Saturday, December 3, 2011
Trades of Yesteryears II stamp issue from Luxembourg
A joiner cuts, planes, knocks, embeds, assembles…
Joinery is an activity somewhere between carpentry and cabinetry. The placement of most flooring, for instance, is carried out sometimes by a carpenter, and other times by a joiner. Cabinetry is generally reserved for the joiners’ most delicate work, in particular the making of furniture. Joiners are building professionals who traditionally work in wood. They manufacture and place doors, windows, and cupboards. They provide measurement services.
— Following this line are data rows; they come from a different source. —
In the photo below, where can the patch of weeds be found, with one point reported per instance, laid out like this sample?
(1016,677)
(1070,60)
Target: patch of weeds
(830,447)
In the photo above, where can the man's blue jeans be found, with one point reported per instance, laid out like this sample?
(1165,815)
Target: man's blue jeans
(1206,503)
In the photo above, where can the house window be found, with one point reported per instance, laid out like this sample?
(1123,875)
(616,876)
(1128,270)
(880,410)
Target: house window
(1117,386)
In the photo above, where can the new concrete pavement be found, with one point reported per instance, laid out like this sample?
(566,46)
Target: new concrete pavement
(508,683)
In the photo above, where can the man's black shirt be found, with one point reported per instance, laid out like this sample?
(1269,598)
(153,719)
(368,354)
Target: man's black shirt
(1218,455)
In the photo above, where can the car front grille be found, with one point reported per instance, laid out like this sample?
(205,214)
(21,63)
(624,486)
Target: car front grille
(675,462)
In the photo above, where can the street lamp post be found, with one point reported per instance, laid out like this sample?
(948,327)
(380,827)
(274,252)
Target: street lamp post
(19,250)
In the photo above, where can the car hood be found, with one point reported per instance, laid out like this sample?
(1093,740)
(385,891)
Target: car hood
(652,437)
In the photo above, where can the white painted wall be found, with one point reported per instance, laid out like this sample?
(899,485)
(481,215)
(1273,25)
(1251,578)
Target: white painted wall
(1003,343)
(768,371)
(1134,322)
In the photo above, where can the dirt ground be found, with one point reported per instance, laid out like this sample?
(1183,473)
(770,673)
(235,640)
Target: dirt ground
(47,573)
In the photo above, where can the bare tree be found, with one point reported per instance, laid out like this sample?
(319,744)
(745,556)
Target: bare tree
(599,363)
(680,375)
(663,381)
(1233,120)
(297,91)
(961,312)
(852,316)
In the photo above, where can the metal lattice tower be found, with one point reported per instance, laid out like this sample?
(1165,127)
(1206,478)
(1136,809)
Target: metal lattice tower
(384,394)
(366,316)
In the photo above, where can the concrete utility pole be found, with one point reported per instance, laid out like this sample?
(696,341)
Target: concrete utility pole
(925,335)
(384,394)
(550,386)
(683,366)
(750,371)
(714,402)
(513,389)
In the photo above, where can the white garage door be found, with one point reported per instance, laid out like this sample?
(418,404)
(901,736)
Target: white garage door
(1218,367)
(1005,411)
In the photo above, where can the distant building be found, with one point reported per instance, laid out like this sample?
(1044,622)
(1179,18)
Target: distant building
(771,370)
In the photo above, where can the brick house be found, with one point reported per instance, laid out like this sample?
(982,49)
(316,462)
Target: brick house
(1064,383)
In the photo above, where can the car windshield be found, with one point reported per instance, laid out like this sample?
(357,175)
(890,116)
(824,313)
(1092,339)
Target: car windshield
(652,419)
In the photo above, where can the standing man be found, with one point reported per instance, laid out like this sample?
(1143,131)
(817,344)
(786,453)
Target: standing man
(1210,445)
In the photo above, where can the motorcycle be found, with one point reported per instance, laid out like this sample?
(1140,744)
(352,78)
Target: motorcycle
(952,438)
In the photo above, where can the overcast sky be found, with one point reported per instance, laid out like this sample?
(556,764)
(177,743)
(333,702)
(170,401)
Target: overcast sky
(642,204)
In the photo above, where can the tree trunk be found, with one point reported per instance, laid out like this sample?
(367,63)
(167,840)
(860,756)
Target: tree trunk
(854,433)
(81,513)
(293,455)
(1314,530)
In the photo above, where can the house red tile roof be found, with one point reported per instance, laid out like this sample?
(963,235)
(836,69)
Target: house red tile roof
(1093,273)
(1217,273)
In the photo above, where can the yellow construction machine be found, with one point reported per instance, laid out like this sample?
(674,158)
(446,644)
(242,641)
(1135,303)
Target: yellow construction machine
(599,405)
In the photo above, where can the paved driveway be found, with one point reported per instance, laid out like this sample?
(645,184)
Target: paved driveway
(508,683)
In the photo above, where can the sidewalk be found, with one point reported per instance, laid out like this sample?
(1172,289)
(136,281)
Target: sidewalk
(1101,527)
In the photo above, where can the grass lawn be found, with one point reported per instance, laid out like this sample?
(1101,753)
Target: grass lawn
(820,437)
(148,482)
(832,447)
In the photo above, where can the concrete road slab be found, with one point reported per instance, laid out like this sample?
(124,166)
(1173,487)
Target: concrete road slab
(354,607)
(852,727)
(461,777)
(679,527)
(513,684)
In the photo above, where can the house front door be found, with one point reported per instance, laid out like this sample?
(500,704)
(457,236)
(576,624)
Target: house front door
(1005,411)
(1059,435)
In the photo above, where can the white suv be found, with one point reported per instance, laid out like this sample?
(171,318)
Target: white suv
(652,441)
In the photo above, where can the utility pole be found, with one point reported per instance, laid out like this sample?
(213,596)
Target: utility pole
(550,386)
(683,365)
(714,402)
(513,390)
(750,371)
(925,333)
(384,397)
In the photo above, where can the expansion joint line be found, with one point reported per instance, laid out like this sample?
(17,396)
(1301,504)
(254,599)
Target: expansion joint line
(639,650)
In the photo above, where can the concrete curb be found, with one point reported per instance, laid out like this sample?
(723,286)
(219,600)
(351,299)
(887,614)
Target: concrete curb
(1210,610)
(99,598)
Their professional discipline is joinery but also the arrangement of insulating materials as well as light ironwork.
The appearance of pottery was an essential step in the history of civilisation and goes back to the Neolithic era. The first pottery items, baked in the open, were matt and porous, and of a sombre colour. A silicabased coating that made them watertight was also discovered very early on. Earthenware is a pottery item with an opaque white or tinted tin glazing. Earthenware items, intended for a rich clientele and made by renowned manufacturers, reached their pinnacle in the 18th century. They became more common among the wider population when the privileged classes turned to porcelain.
A stonemason is an artisan who hews stones used to build or restore buildings.
But they are not just artisans. Their design skills allow them to develop and refine their perception of forms and shapes. Skilful with their hands, a stonemason’s motions are precise and sure. Before beginning work on a historic monument, they study different architectural styles and acquire basic knowledge of the history of art. Another indispensable quality: meticulousness. A tool slipping or an exaggerated groove can lead to a work in the making being irreparably damaged.
Printing uses a collection of technologies that enable the reproduction of the written word and of illustrations in large quantities, generally on paper, in order to be able to distribute them widely. In 1440, Johannes Gensfleisch, better known by the name of Gutenberg, had the idea of using movable characters in lead, thereby inventing modern typography.
For a long time, printers remained at the level of a small artisan. Nevertheless, even though wages were low, the work was considered prestigious. Since books remained costly objects, typographers were constantly in contact with wellread men. A printer also had an important privilege: the right to carry a sword.
Jacques Doppée: painter, designer, watercolourist, engraver.
Educated in Belgium at the Académie royale des Beaux-Arts de Bruxelles and at the Ecole des Arts d’Ixelles, he specialised in medieval techniques. Jacques Doppée is inspired by nature and has a fondness for landscapes and beach views. He also creates stylised and floral subjects or insects represented graphically and in great detail. As an author of postage stamps, he has already designed numerous stamps for the Belgian and Luxembourg post services and even for the Faroe Islands.